Arizona has been assured that it will keep control of water it leaves in Lake Mead for storage, U.S. Sen. Jeff Flake said Wednesday.
Flake said he received a letter from the Department of the Interior ensuring the state's access to the water.
Storing the water helps keep Lake Mead's level above a depth that would trigger a declaration of drought conditions.
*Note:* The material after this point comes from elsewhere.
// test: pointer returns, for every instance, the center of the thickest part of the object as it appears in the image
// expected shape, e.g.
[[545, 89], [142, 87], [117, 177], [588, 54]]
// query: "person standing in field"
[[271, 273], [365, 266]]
That would result in rationing that would cost Arizona 40 percent of the water that flows into the Central Arizona Project.
Flake and other Arizona politicians had been concerned that if Arizona stored its excess Colorado River water in Lake Mead, the state could lose access to that water if a drought is declared, seeing it instead go to California or Nevada.
“Without the voluntary storage, primarily from Arizona water users, we would certainly hit that declaration next year in 2017," Flake said. "With this storage, we can likely stave that off at least for another year.”
He said the agreement between Arizona and the Department of the Interior will last through the end of the Obama Administration, and his next goal is to get assurances that will keep Arizona's allocation safe past 2016.
"Those will likely come when we get an agreement among the lower basin states on long-term contingency plans for this drought," Flake said. "Those are going to have to come unless we have well above average rainfall for a number of years.”
Earlier this summer, the water level at Lake Mead was recorded at its lowest since Hoover Dam was completed in 1936.